とはいえ使いづらい点もあったので私なりのアレンジも加わってます。

hagakure(ハガクレ)って何?

ざっくり説明すると「インプレッションシェアを最大化することで品質スコアを改善」、「運用工数を減らし、分析改善に時間を使う」の2点を考えた運用方法のことを指します。

まずは概念の話ですね。

では実際に何をするのかは主に2点。
1つの広告グループに複数のマッチタイプを入れること
キーワードの多重登録を止めること

代理店ではマッチタイプごとに広告グループを分けて運用することが主流で除外キーワードの設定を細かく登録して運用することが主流とされていました。
なので代理店側の私としては驚きの提案でした。

ひとつの広告グループに複数マッチタイプ

「靴_通販(完全一致)」「靴_通販(部分一致)」のように分けていた広告グループを「靴_通販」の広告グループにまとめることで、「靴 通販」と検索したユーザーに関しては完全一致のキーワードを表示させ、「靴 通販 安い」と検索したユーザーに対しては部分一致キーワードを表示させるようにします。
従来の形では、完全一致のキーワードで検索したとしても完全一致と部分一致どちらにも引っかかる為競合しあい、評価が高かった部分一致キーワードで表示されるといったことも有りました。代理店はこれを部分一致広告グループに「靴 通販」の完全一致で除外キーワード登録し防いでいましたが、その作業は不要となるのです。

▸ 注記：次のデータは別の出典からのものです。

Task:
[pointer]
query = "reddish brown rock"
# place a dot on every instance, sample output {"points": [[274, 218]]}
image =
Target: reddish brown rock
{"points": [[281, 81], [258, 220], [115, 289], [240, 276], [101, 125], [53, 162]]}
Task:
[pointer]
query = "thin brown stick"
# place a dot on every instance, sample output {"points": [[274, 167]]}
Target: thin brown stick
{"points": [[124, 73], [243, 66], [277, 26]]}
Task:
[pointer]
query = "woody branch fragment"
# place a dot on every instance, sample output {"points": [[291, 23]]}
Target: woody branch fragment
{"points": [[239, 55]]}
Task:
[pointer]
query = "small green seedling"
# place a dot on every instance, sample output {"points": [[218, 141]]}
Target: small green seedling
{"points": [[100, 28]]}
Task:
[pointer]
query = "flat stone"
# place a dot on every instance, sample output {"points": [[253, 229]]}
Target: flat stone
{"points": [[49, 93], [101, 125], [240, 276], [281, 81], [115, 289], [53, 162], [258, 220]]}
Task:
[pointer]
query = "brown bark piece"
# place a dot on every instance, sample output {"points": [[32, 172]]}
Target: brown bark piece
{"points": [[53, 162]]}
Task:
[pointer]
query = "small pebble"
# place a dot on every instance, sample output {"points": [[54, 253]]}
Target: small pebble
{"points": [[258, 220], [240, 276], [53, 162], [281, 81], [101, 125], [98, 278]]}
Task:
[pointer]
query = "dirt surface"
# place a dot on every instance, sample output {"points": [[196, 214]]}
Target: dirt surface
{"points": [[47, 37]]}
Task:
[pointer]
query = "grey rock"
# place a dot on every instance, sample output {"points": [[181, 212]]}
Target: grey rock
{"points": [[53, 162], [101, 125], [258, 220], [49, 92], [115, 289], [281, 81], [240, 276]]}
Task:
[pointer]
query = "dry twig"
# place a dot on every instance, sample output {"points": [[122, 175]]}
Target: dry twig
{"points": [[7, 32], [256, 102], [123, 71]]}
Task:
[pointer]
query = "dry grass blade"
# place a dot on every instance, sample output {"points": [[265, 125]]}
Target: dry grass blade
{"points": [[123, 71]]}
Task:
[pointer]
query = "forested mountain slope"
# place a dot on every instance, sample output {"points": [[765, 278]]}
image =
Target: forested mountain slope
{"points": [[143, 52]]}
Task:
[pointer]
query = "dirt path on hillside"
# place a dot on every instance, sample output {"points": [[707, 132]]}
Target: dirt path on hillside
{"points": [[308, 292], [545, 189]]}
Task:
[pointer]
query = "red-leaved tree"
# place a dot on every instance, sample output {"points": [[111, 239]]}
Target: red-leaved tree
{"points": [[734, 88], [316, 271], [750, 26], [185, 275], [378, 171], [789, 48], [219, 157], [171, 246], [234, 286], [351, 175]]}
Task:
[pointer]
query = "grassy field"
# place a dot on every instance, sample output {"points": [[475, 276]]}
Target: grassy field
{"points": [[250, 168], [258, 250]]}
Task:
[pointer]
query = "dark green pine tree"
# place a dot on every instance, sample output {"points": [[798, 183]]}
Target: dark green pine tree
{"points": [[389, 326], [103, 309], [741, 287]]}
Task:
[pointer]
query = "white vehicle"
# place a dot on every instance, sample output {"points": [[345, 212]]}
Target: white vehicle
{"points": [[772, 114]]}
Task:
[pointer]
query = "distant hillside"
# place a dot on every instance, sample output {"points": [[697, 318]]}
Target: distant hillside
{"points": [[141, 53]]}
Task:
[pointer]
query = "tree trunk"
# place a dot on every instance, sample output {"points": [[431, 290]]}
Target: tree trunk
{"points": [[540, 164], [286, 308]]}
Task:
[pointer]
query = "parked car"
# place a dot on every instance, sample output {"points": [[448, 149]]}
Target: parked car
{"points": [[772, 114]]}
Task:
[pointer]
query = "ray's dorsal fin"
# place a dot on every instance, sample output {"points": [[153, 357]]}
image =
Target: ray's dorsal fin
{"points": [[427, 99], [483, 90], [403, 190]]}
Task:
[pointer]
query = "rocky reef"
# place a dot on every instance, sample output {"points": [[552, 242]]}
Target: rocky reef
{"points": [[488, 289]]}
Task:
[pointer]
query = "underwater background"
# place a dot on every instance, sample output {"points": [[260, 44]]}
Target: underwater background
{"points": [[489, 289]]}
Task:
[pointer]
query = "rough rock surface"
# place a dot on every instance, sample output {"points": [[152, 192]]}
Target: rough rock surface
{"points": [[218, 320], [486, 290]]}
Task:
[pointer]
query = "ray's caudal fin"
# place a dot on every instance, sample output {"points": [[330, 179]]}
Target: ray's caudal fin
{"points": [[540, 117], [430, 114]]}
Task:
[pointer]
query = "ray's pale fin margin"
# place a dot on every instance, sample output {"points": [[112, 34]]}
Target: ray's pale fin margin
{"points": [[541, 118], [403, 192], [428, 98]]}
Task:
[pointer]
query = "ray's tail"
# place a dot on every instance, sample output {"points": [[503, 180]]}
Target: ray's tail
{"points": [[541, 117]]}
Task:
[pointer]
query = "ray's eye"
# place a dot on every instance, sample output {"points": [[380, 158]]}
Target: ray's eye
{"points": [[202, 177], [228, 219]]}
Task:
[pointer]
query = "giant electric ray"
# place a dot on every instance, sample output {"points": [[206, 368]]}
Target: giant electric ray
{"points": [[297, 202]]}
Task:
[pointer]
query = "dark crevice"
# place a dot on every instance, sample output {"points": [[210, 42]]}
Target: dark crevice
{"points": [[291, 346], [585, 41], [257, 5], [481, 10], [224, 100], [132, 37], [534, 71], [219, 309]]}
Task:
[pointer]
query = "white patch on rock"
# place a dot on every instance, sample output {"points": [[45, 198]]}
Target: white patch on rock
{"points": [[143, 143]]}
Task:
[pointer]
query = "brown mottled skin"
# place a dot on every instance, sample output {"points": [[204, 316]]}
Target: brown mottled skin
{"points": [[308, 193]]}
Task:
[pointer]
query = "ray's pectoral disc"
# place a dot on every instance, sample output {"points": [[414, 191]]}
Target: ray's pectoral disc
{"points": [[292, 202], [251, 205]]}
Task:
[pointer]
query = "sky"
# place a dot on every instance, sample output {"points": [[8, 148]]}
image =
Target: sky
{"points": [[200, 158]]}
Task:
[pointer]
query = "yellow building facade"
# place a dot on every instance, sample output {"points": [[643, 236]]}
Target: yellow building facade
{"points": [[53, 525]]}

Googleが推奨している形は「1つのLPで1つの広告グループに」って程まとめても問題ないしその方が良いとしています。しかし、そんなにたくさんのLPで広告を試してるお客さんって少ない印象なんですよね。1つのアカウント全て同じLPってこともざらにあるわけで…

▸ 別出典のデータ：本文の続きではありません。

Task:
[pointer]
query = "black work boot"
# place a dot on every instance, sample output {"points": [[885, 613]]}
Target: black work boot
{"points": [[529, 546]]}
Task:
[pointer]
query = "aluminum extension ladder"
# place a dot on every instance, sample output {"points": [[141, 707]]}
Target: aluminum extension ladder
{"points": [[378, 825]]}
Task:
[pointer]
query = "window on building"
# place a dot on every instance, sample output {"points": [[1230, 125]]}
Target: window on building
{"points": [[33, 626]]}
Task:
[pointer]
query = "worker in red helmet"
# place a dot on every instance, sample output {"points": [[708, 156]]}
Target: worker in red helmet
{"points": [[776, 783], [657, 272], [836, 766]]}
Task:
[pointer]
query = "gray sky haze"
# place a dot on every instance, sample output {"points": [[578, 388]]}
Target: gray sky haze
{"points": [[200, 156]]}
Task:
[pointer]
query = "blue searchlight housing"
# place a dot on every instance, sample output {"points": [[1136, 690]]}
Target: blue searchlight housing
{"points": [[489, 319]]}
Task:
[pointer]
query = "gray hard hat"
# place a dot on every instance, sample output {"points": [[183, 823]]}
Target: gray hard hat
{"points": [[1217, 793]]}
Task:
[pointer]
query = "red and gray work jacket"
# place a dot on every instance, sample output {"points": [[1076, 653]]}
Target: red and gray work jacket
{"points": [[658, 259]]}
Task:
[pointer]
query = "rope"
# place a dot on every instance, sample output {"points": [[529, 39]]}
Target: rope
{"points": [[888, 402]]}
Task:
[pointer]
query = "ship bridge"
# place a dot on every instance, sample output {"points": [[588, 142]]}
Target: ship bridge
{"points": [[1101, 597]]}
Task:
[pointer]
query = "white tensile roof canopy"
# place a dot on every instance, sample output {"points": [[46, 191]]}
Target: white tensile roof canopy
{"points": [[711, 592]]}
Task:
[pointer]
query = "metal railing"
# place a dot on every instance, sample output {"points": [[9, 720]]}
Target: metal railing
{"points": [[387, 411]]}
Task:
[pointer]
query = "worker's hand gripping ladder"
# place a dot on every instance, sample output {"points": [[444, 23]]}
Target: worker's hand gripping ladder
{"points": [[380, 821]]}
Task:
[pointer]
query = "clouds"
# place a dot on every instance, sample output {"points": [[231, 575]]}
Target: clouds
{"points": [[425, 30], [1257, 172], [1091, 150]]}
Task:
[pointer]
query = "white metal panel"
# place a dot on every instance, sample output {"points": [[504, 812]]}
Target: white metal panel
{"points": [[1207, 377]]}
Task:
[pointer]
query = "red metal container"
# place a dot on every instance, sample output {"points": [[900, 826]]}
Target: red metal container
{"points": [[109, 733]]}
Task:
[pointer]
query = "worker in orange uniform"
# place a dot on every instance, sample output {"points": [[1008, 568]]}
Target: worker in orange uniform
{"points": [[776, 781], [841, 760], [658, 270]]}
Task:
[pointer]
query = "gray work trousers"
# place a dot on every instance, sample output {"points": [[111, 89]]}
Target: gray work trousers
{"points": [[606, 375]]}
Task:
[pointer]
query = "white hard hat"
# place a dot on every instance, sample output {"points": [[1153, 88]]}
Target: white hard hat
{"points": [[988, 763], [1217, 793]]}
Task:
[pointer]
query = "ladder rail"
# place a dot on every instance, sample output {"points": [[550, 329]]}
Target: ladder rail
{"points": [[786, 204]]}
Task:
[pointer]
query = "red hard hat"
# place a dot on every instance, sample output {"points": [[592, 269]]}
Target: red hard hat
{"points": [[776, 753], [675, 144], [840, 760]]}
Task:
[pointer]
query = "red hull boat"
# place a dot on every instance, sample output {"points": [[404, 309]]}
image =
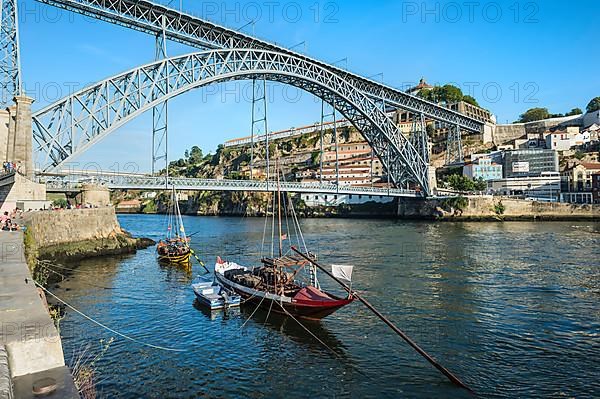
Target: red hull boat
{"points": [[290, 298]]}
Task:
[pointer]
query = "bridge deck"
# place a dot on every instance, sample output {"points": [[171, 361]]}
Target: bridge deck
{"points": [[72, 183]]}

なので私の工夫としては「同じ広告文を使用している」「キーワードを検索する属性が違う」場合は広告グループを分け、類義語等のキーワードは極力まとめるようにしています。

例)
広告グループ:靴_通販
完全一致「靴 通販」
完全一致「シューズ 通販」
完全一致「靴 販売」
部分一致「靴 通販」
※次の項目で説明しますが、「シューズ 通販」の部分一致は登録しません。靴(部分一致)の拡張でシューズも拾います。

上記のような構成にすることで、アカウント内で競合し合うことが減りインプレッションシェアが高くなります。またユーザーの検索と狙ったキーワードでのマッチ度が高くなりクリック率も高くなるとされています。

キーワードの多重登録をやめる

Googleが推奨する形としては、同じキーワードやこのキーワードの部分一致を登録しておけば類義語のキーワードは登録する必要ないよね、拡張するから拾えるし。といったものです。

逆掛け合せ:部分一致の「靴 通販」と部分一致「通販 靴」
文字の揺れ・誤字・略語:通販と通信販売
上記のようにどっちにも引っかかるようなキーワードの登録はしない方が良いということです。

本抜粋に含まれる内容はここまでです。